Blair refused to accept this, and he explained why in a bravura speech to the European parliament in July. Britain, he said, was prepared to give up some of the "rebate" - but only if there was the prospect of a shift in Europe's priorities away from costly agricultural protections and towards spending which enhances the EU's competitiveness.It was little noticed at the time, but Blair's objections to the Luxembourg proposals were joined by the Netherlands and Sweden, who also wanted a smaller total spend which would reduce their net contribution. This was always going to be difficult to sell to the east Europeans – particularly after the change of government in Poland in October gave President Chirac the opportunity to strike up an opportunistic alliance with a new regime in Warsaw which resembles that in Paris—rightist peasant nationalism. On the other hand, the new figure of Angela Merkel in Germany not only has a more balanced approach to managing the German-British-French triangle, but also has her own lines to Warsaw. The new German government, like the Dutch, the Swedes and the British, also wanted a smaller overall budget—and Merkel's careful distancing from Chirac, and her ability to talk to the Poles, finally shifted the balance in favour of Blair's approach.
So in spite of the hostile commentary, the British presidency has been a resounding success, with two historic achievements: the opening of accession talks with Turkey, and this budget settlement with its important long-term implications.
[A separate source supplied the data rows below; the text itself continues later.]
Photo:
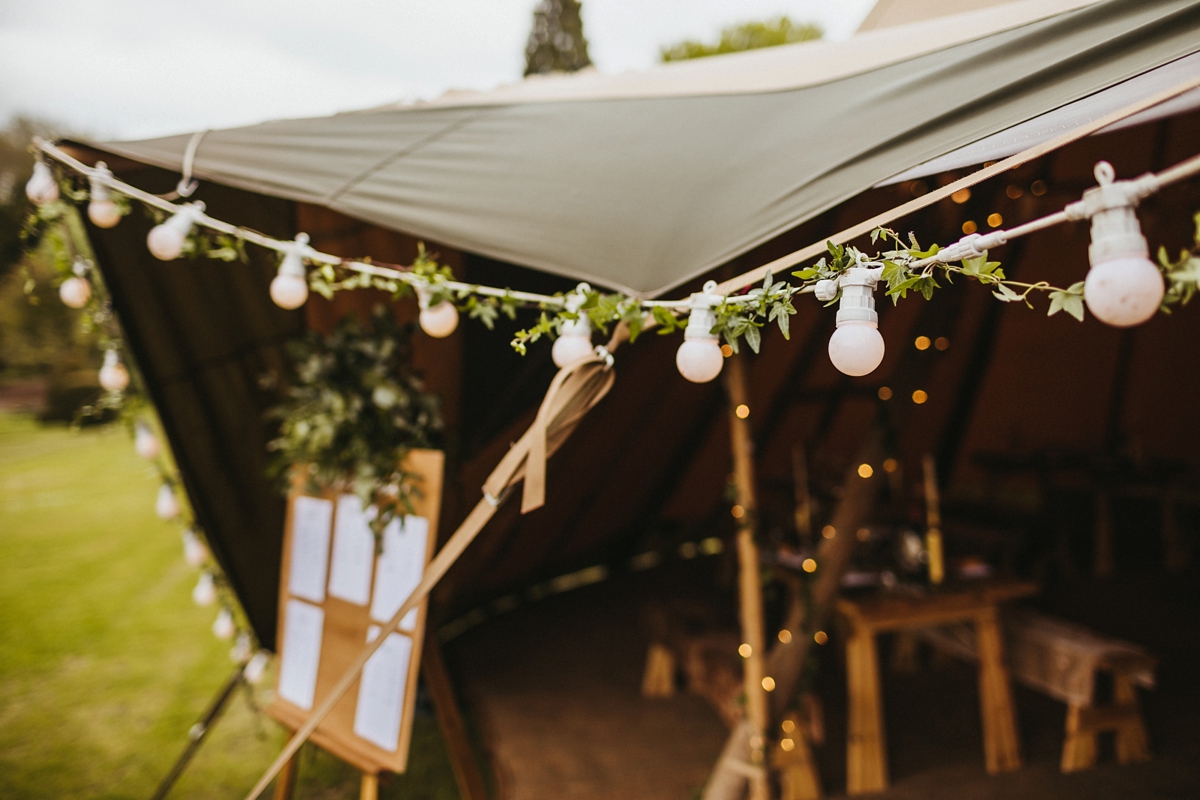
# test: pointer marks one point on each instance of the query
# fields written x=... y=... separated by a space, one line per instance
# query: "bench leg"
x=1133 y=744
x=1079 y=749
x=867 y=769
x=658 y=680
x=1001 y=750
Since most criticism will concentrate on the planned 2008 review, let us look into the crystal ball. At the European council, Jacques Chirac fought to insert words into the communiqué preventing any conclusions being drawn from this review before the end of the new budget perspective in 2013. He failed – and although the French will no doubt go on arguing this point, they will fail again in 2008. Of course the French have a veto: the question is whether they will able to use it. By the end of 2007, the "Doha round" of world trade talks should have reached conclusions which will require further change in the CAP – indeed, they have already yielded an EU commitment to end export subsidies by 2013. Because Blair won his argument with Chirac that agricultural spending in Bulgaria and Romania should count against the CAP ceiling when these countries enter the EU in 2008, the funds available for financing the CAP will anyway run out by the end of that year. By 2008, the new German government will have worked out how to put into effect the long-standing CDU policy of renationalising CAP spending – which would lead to considerable savings for Germany. Meanwhile, on the revenue side the Germans and the other big net payers – now including France - will want to work with Britain to develop a new system governing net payments, which will at last bring the rich net recipients into the net (Belgium, Luxembourg, Denmark).
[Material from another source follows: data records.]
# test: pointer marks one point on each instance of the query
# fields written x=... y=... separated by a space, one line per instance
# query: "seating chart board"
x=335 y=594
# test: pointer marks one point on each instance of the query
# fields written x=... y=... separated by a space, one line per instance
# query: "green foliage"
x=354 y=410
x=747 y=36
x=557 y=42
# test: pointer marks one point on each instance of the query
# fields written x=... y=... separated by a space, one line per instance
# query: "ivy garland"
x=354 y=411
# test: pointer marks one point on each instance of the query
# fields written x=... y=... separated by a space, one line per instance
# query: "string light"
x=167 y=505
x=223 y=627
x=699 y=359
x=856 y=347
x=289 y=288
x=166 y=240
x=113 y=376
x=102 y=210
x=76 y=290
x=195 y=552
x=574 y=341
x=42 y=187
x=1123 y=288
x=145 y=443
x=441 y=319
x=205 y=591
In other words, there is a real prospect that the 2008 review will open the way to the sort of fundamental changes in the structure of the EU budget that were proposed in 2003 by the Belgian economist, André Sapir, but ignored by the then European commission. Those who want to stay ahead of this debate should get hold of a copy of Sapir's report, "An Agenda for a Growing Europe," available here.
Where does all this leave Blair? The fair-minded will recognise in this episode the latest instance of his remarkable ability to conjure rabbits out of the most unpromising hats. It may be the fate of democratic statesmen to be more honoured abroad than in their home countries – all the same, it should be interesting to us in Britain, how many foreigners in countries as different as the US, France, and Germany will tell you wistfully that they would like to do a swap.